You are viewing a plain text version of this content. The canonical link for it is here.
Posted to regexp-dev@jakarta.apache.org by Ian Swett <is...@ispheres.com> on 2001/02/24 00:16:55 UTC

Bugs I've found

I've found two bugs recently in regexp.  I'm new to the list, so I
apologize if these are known issues.

I wanted to notify the list of the problems I found, ensure they're
actually problems, and make sure I'm going about solving them in the
correct manner.

1) RECompiler dies when compiling regular expressions with '*?(' 
sequence of characters in the regexp.  Sometimes the next offset of a node
has not been set to zero, so when next = node + instruction[node +
offsetNext], next is very large, and you get an arrayoutOfBounds
exception.  I added a check to make sure there was no array out of bounds
case, and returned -1 in that case.  It appears to work, but there may be
a more correct way to fix this bug.

2) The other problem is with reluctant closures.  Because reluctant
closures are not recursive, cases like the following fail: b(aaa|aaaaa)*?b
does not accept baaaaaaaaaab (10 a's), when it should.  I have tried to
change around reluctant closures so they're implemented more similarly to
greedy ones(with recursive or's), but I don't have it working yet.  

Ian Swett


Re: Bugs I've found

Posted by Michael McCallum <mi...@spinsoftware.com>.
On 26 Feb 2001, at 10:28, Ian Swett wrote:

> For #1, your fix seems good.
> 
> For #2, I have not been able to get it working.  I think it may be related
> to the fact that (|a) does not work either(throws a RESyntaxException).  I
> don't believe that putting a NOTHING node as the first node in an OR was
> ever intended.  Unfortunately, it may be more difficult than just changing
> RECompiler.  
No when I looked at doing it it required changes to both RE and RECompiler.
> 
> I can forward the code snippets I used to you, if you'd like to look at
> them.  
yep will be good to see another approach.

> 
> You said you had a solution(though it may be somewhat of a hack) for
> Reluctant Closures.  Does it work in all/most cases?  Is it checked into
> CVS now?
I have had a nightmare 5 days so have not checked it in.
Will do it tonight. About 9pm NZDT == 8am UTC.
It works in nearly all cases.

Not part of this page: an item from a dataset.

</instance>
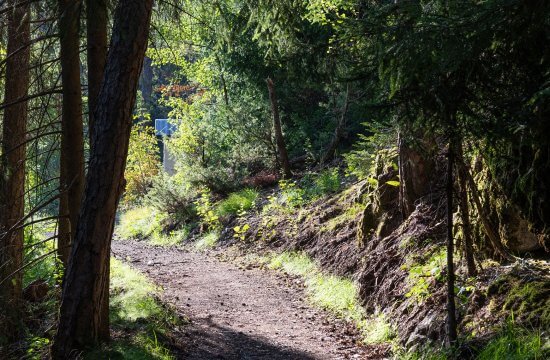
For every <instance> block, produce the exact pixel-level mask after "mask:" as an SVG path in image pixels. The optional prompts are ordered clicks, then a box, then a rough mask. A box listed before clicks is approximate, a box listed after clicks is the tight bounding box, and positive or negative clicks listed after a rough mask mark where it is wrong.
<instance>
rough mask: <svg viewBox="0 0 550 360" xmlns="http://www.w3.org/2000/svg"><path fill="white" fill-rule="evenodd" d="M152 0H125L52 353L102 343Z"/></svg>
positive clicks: (100, 106) (120, 2)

But send all your test cases and I will add them to 
the test suite.

Michael
--- BEGIN GEEK CODE BLOCK ---
Version 3.12
GCS d+(-) s:- a-- C++(+++)$ UL++++(H)(S)$ P+++$ L+++$>++++
E--- W++ N++ o++ K? !w() O? !M V? PS+ PE+++ Y+ t+ 5++ X++ 
R(+) !tv b++(++++) D++ G>++ e++> h--()(*) r+ y+()
--- END GEEK CODE BLOCK ---

Re: Bugs I've found

Posted by Michael McCallum <gh...@xtra.co.nz>.
On Friday 23 February 2001 23:16, you wrote:
} I've found two bugs recently in regexp.  I'm new to the list, so I
} apologize if these are known issues.
New solutions are always good for comparison.
Esp when untainted by the previous ones. (Like the prime directive :)

}
} 1) RECompiler dies when compiling regular expressions with '*?('
} sequence of characters in the regexp.  Sometimes the next offset of a node
} has not been set to zero, so when next = node + instruction[node +
} offsetNext], next is very large, and you get an arrayoutOfBounds
} exception.  I added a check to make sure there was no array out of bounds
} case, and returned -1 in that case.  It appears to work, but there may be
} a more correct way to fix this bug.
I fixed this by making sure the nextOfEnd did not go past the list of currently defined nodes. 

}
} 2) The other problem is with reluctant closures.  Because reluctant
} closures are not recursive, cases like the following fail: b(aaa|aaaaa)*?b
} does not accept baaaaaaaaaab (10 a's), when it should.  I have tried to
} change around reluctant closures so they're implemented more similarly to
} greedy ones(with recursive or's), but I don't have it working yet.
I noticed when looking at this that the greedy and non-greedy closures were implemented differently.
Was not sure why. Do you think you can get the recursive or's working?
Because of the current implementation of the nongreedy closures you get infinite loops generated
I stoped this by not allowing the loop to be created but if youve fixed the non-greedy closures then 
I can get rid of that hack.

Send a patch for the fixes you came up with.
I'll put them in.

Michael